3D printing is helpful for surgeons to design an operation that will maximize benefits while reducing patient stress by providing a tool to show a patient exactly what the procedure entails.

"For many patients, 3D printing has opened up a world where they can actually see a disease or cancer in their body for the first time," Dr. Morris said. "It gives the patient the opportunity to see the severity of their disease or the delicate positioning of a tumor, but most importantly improves their satisfaction with a procedure because they understand visually what will happen and what the recovery may be."

Onsite Technology Provides Added Benefits

There are also tremendous benefits to having a 3D printing lab onsite in a hospital. The 3D printing lab at Mayo Clinic has increased how quickly patients go from diagnosis to the operating room, because a 3D piece can be printed in days as opposed to weeks by an outside manufacturer.

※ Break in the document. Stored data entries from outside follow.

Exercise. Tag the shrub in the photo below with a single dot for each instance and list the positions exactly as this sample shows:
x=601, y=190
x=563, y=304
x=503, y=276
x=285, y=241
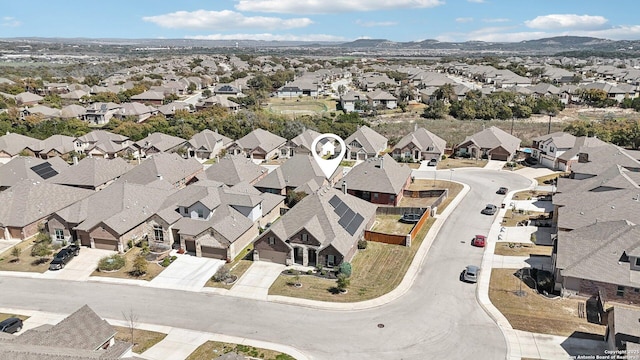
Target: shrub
x=345, y=268
x=111, y=263
x=221, y=275
x=139, y=266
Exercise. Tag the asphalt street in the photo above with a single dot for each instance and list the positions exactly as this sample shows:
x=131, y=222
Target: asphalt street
x=438, y=318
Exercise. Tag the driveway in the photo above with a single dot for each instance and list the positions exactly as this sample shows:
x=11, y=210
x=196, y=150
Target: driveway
x=257, y=280
x=187, y=273
x=81, y=266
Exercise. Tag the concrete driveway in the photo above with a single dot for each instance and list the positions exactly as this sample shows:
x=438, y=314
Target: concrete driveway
x=257, y=280
x=187, y=272
x=81, y=266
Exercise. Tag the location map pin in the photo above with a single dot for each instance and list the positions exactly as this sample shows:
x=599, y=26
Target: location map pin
x=328, y=166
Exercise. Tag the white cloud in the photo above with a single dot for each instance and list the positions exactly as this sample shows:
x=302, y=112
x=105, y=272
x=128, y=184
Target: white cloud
x=9, y=21
x=375, y=23
x=330, y=6
x=223, y=20
x=567, y=21
x=269, y=37
x=496, y=20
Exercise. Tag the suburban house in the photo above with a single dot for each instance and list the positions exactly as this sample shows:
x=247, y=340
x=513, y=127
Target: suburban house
x=157, y=143
x=54, y=146
x=100, y=143
x=234, y=169
x=391, y=179
x=381, y=99
x=296, y=172
x=322, y=229
x=547, y=148
x=364, y=143
x=92, y=173
x=492, y=143
x=420, y=145
x=213, y=220
x=601, y=258
x=170, y=168
x=109, y=218
x=27, y=204
x=27, y=167
x=623, y=334
x=258, y=145
x=12, y=144
x=100, y=113
x=207, y=144
x=352, y=101
x=81, y=335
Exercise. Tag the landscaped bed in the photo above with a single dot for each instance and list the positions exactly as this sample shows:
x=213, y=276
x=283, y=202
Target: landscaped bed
x=142, y=339
x=522, y=249
x=376, y=271
x=213, y=349
x=126, y=272
x=536, y=313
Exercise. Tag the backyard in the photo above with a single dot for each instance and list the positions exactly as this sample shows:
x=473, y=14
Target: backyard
x=536, y=313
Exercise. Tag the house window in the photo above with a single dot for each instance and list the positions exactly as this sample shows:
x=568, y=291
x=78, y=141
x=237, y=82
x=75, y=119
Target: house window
x=158, y=233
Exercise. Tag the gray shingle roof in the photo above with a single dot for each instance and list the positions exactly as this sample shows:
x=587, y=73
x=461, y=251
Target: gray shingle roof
x=262, y=139
x=29, y=201
x=594, y=252
x=231, y=170
x=317, y=216
x=21, y=168
x=371, y=141
x=371, y=176
x=13, y=143
x=92, y=172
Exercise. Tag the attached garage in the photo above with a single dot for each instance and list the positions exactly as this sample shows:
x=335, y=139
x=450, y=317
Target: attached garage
x=273, y=256
x=213, y=252
x=105, y=244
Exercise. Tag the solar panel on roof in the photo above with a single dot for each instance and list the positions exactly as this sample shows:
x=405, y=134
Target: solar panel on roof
x=346, y=218
x=341, y=209
x=354, y=224
x=44, y=170
x=335, y=201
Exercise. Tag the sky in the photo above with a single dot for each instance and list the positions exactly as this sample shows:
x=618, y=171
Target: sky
x=322, y=20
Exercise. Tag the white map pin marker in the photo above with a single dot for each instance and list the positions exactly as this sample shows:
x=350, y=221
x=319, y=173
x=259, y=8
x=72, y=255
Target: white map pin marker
x=328, y=166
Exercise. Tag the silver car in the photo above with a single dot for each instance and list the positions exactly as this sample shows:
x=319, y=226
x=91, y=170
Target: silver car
x=471, y=273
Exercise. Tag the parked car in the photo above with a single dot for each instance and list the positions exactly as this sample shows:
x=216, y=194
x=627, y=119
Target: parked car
x=61, y=259
x=11, y=325
x=470, y=273
x=410, y=218
x=490, y=209
x=479, y=241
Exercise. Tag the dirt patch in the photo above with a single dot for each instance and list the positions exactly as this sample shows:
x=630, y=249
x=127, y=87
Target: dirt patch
x=536, y=313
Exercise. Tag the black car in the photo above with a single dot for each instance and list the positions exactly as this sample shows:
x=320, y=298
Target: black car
x=61, y=259
x=11, y=325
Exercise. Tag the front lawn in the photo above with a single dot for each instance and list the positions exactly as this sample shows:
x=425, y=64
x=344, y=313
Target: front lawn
x=213, y=349
x=376, y=271
x=24, y=262
x=153, y=268
x=536, y=313
x=142, y=339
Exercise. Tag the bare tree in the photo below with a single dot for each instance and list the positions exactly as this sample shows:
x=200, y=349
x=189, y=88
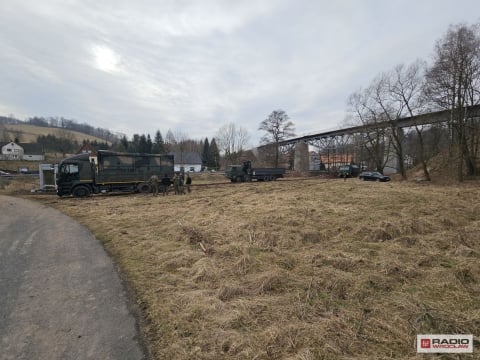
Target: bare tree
x=453, y=83
x=408, y=91
x=374, y=138
x=278, y=127
x=232, y=140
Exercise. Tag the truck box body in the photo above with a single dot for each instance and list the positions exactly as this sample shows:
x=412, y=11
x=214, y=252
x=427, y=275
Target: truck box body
x=245, y=172
x=80, y=175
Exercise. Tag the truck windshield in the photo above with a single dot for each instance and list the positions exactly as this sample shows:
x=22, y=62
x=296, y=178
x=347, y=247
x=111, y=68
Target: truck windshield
x=69, y=169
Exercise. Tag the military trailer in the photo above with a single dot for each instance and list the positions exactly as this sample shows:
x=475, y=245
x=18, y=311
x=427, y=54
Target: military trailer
x=351, y=170
x=82, y=175
x=245, y=172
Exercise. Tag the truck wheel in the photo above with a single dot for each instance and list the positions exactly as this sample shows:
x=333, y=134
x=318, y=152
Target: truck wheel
x=81, y=191
x=144, y=188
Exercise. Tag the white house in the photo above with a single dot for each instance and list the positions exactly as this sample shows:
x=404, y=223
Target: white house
x=12, y=151
x=22, y=151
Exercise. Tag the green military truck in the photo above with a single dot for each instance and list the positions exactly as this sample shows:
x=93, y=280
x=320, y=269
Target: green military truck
x=245, y=172
x=82, y=175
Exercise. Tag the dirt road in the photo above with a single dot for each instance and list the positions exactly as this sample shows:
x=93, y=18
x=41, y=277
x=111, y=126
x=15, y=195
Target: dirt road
x=60, y=297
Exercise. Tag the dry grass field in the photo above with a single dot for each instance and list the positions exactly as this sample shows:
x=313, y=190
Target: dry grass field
x=307, y=269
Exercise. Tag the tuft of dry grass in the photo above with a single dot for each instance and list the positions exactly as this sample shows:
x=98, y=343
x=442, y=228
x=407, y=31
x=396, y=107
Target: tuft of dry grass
x=311, y=269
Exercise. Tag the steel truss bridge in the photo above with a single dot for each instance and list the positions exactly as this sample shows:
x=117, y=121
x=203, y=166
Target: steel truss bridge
x=335, y=146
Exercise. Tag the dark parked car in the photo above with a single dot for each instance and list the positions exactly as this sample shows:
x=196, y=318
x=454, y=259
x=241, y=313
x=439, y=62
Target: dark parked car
x=373, y=176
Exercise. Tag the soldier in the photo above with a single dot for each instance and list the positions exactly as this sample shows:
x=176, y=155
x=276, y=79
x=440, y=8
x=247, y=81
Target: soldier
x=165, y=184
x=154, y=181
x=176, y=182
x=181, y=188
x=188, y=182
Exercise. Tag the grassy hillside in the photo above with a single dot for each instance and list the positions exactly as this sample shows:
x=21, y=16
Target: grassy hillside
x=29, y=133
x=307, y=269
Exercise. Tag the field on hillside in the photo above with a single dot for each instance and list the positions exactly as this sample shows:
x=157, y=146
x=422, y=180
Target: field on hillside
x=307, y=269
x=29, y=133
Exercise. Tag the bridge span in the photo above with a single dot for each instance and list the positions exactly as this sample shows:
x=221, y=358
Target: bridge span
x=337, y=147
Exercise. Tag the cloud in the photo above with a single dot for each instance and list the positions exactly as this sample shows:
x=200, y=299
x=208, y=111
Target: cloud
x=136, y=67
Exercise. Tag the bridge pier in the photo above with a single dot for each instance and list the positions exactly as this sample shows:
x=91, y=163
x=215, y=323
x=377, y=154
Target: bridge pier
x=301, y=159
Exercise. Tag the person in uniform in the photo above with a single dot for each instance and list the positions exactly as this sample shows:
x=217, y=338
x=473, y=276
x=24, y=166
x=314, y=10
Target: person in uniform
x=154, y=181
x=165, y=184
x=188, y=182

"Onsite generated, patient-specific intraoperative models can improve outcomes during craniomaxillofacial surgery, shorten time in the operating room, increase the number of patients who can be cared for in an operating suite and increase patient satisfaction," Dr. Morris said.

3D printing also has the added bonus of educating surgical residents and helping them see the previously internal process that a surgeon goes through when preparing for surgery.

"3D printing shortens the gap of trainees from knowledge to experience," Dr. Morris said. "Medical students can actually view what the pathology of a disease looks like and hold it in their hands instead of working with a fixed structure in a jar or a virtual reality simulation and learn as the surgeon walks them through the procedure."

Increased need for 3D printing for craniomaxillofacial surgeries will drive the future of this technology and also the need for point-of-care manufacture of these models.

"Medicine has gone from having very little information pre-surgery to having a complete picture because of 3D printing," Dr. Morris said. "In the future, medicine will continue to push the limits of what is being printed, in what materials, color and at what complexity level."